As Commerce Secretary in the 1920s, Herbert Hoover’s responsibilities included radio regulation under the Radio Act of 1912. But chaos ensued because the laws did not allow denial of radio licenses to anyone; too many stations soon crowded too few frequencies. The Radio Act of 1927 sought to bring order by establishing a Federal Radio Commission (FRC) guided by five commissioners empowered to bestow or deny licenses. In the early 1930s, broadcasting companies fought for dominance in now-regulated markets, First Amendment activists complained about crackdowns on vulgar language and new television technologies grew in importance. To handle growing conflicts, Congress passed the Communications Act of 1934. It abolished the FRC and replaced it with the FCC, which was also granted jurisdiction over telephone and telegraph communications. The 1934 act specified the FCC’s purpose: to provide the U.S. public with “rapid, efficient, Nation-wide, and world-wide wire and radio communication services with adequate facilities at reasonable charges,” while also protecting national security and public safety and property. More recent federal legislation affecting the FCC includes the Telecommunications Act of 1996 and the Broadcast Decency Enforcement Act of 2005.
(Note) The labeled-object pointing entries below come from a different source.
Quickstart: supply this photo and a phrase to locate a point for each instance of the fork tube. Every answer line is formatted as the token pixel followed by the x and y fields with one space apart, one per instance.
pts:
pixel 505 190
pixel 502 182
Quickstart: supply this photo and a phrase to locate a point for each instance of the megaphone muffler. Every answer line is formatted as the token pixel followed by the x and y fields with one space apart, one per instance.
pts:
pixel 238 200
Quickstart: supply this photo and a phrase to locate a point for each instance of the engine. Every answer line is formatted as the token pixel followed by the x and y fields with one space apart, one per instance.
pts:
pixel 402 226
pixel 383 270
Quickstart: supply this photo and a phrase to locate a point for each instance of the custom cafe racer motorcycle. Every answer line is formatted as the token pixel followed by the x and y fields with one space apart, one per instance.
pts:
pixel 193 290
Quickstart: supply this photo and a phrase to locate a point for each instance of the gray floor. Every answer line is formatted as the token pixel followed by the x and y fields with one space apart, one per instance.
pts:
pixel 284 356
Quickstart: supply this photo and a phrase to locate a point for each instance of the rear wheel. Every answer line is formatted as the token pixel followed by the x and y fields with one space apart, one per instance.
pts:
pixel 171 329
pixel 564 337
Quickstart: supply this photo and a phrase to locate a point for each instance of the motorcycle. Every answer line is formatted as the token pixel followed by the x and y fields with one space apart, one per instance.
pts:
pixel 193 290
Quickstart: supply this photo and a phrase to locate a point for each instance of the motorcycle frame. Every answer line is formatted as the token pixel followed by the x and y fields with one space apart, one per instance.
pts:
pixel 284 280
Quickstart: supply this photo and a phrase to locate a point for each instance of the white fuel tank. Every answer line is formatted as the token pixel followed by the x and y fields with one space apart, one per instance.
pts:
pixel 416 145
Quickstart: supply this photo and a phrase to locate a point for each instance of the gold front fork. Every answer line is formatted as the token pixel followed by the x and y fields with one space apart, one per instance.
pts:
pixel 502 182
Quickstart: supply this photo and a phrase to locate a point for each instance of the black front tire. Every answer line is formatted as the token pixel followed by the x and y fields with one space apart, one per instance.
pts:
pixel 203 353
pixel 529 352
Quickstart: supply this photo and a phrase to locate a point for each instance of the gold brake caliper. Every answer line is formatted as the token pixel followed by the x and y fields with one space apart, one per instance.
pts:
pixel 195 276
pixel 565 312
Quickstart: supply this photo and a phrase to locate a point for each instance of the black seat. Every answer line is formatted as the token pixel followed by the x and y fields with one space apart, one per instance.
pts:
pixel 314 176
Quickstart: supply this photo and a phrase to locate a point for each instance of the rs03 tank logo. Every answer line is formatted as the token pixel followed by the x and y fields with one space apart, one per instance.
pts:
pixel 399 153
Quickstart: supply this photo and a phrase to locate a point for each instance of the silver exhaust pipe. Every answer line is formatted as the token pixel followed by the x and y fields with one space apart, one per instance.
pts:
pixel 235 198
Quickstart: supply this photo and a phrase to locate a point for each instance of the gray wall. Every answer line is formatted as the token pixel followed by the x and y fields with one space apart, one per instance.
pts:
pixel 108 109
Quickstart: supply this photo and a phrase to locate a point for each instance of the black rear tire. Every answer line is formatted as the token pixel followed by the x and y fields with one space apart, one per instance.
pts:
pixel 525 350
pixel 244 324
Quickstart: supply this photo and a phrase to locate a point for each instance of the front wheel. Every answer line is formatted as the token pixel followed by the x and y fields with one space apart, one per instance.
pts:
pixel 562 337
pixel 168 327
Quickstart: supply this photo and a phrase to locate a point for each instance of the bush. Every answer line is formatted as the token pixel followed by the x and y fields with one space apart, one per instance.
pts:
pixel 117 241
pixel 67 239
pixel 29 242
Five commissioners appointed by the president and confirmed by the Senate direct the FCC. Seven bureaus process license applications, analyze consumer and industry complaints, develop and implement regulations, conduct investigations and organize hearings. The FCC’s Strategic Plan for 2014–2018 summarizes the tasks of each bureau and 10 offices.
Strategic goals identified in the document include:
- Maximize American’s access to affordable fixed and mobile broadband;
- Ensure consumers have tools and information to make informed choices about communications services;
- Promote competitive market for communications and media services to foster innovation, investment and job creation; and
- Protect public safety and Homeland Security through reliable, interoperable, redundant and rapidly restorable critical communications infrastructures.
Appointed by President Obama and confirmed unanimously by the Senate, Tom Wheeler became FCC chairman on November 4, 2013. Critics questioned Wheeler’s close ties to industry as a lobbyist for the cable and wireless industries, and their concerns heightened when Wheeler proposed rules that could allow content providers to pay broadband companies for faster and more reliable delivery. Protestors assert the new rules would compromise free access on the Internet, resulting in a two-tier, have and have-not system. Some are urging the agency to reclassify Internet providers as public utilities, while others seek to maintain the current rules supporting equal access for all. The May 15 vote split along party lines, with the chairman and two Democratic commissioners voting for the proposal, and both Republican commissioners voting in opposition. Even the other two Democrats heading the FCC continue to question Wheeler’s proposal and welcome public feedback from the ongoing comment period. Commissioner Mignon Clyburn said in a Reuters article on May 15, “The real call to action begins after the vote today.”